Four major road projects in Wilson Co. get added to TDOT’s three-year plan


Four new road projects in Wilson County recently got the green light after being added to the Tennessee Department of Transportation’s three-year transportation plan.

The projects, valued at about $133 million, include a new interchange at Central Pike and I-40 and three road widenings – South Mt. Juliet Road (from Providence Parkway down past Central Pike), Lebanon Road (from Park Glen Drive to just past Golden Bear Gateway), and Central Pike (from Old Hickory Blvd to Mt. Juliet Road).

“We anticipate 20 to 25 year growth in that traffic,” said Andy Barlow, Deputy Director of Public Works and Engineering for Mt. Juliet.
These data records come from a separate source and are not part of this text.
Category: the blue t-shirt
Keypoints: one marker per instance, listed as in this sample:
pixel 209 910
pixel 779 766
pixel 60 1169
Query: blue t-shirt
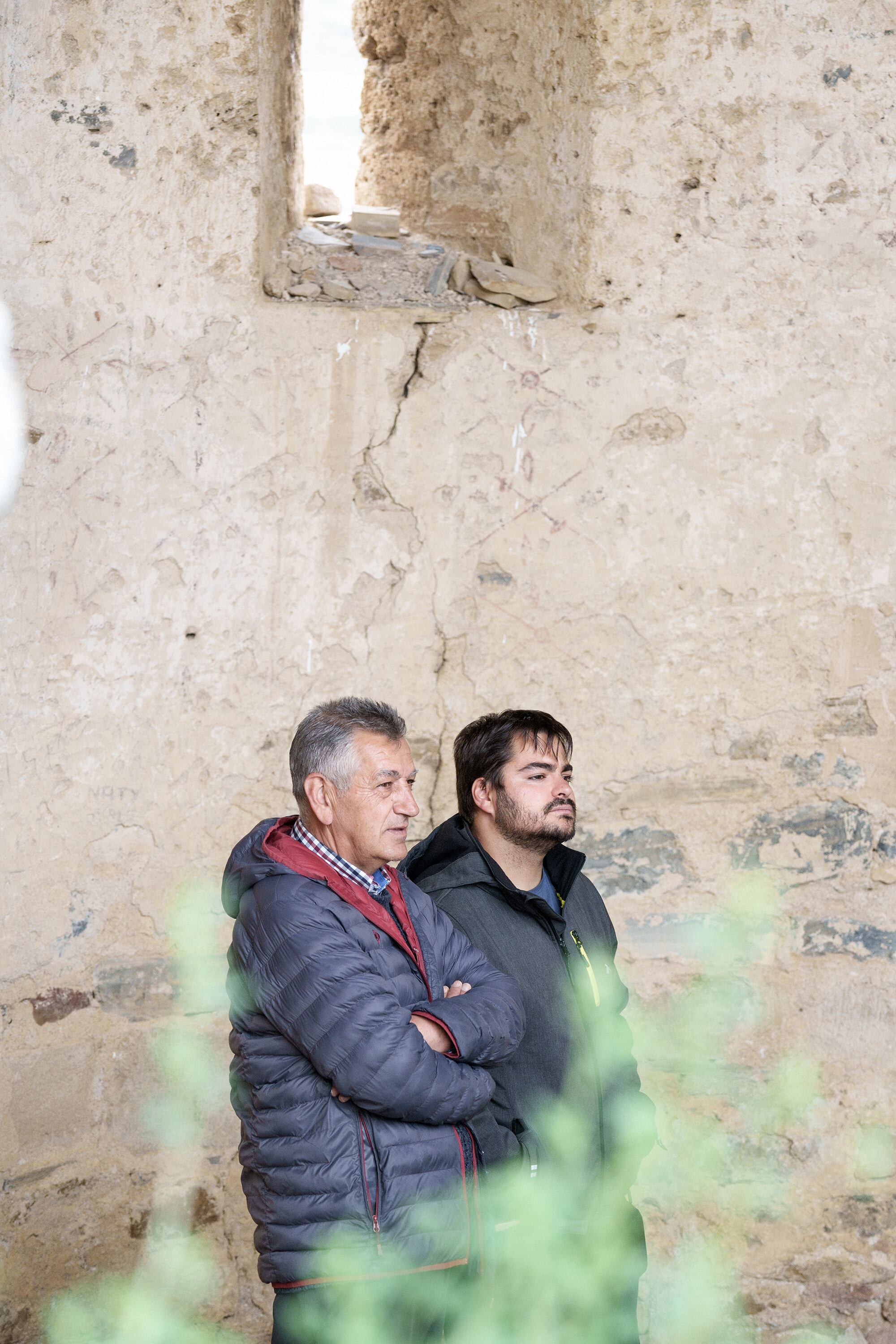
pixel 546 892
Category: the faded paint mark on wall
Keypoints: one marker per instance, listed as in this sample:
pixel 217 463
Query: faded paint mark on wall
pixel 805 844
pixel 634 859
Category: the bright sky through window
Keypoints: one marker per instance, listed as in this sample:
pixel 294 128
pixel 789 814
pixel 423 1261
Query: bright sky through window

Barlow said some projects, like the new interchange, are part of the city’s longtime vision and have been in the works for the past 20 years.

Barlow said funding that once came from a property tax in the late 1990’s was short-lived after that funding went away and other projects became a priority.

TDOT spokesperson Kathryn Schulte told News 2 the interchange will be one of two types of interchanges.

“It’s going to be your traditional diamond interchange like most people are familiar with or a diversion diamond,” said Schulte.

“We hope to see smoother access to the interstate,” said Barlow. “Congestion is what it is, but at least we can provide improved access to the interstate itself.”

But David Minton, whose family’s 175-acre farm sits along the future interchange, said not so fast.

“So they’re going to develop one area and take another man’s farm that’s been here for 40 years that doesn’t want to go anywhere,” said Minton.

Minton said because of the interchange, the state will likely have to buy right of way which could be up to 20 acres right off the front of his farm.

“For us, we don’t want to see the farm go away,” said Minton. “They’ve taken farm after farm in Mt. Juliet in the name of progress for the people of Mt. Juliet, but I think we’ve seen enough progress.”

But Minton isn’t opposed to all the projects.

He said the road widenings, alone, may just do the trick to ease traffic.

“I think that will help our current situation,” said Minton. “But the Central Pike interchange itself – I really don’t, I just think it’s moving a problem to a different area.”

Barlow said the environmental and engineering studies for the road widenings have begun.

He added Mt. Juliet and Lebanon roads will see construction in about five to six years.

Construction for the Central Pike interchange will begin in about seven to eight years.

Barlow said the widening of that corrdor will be after that.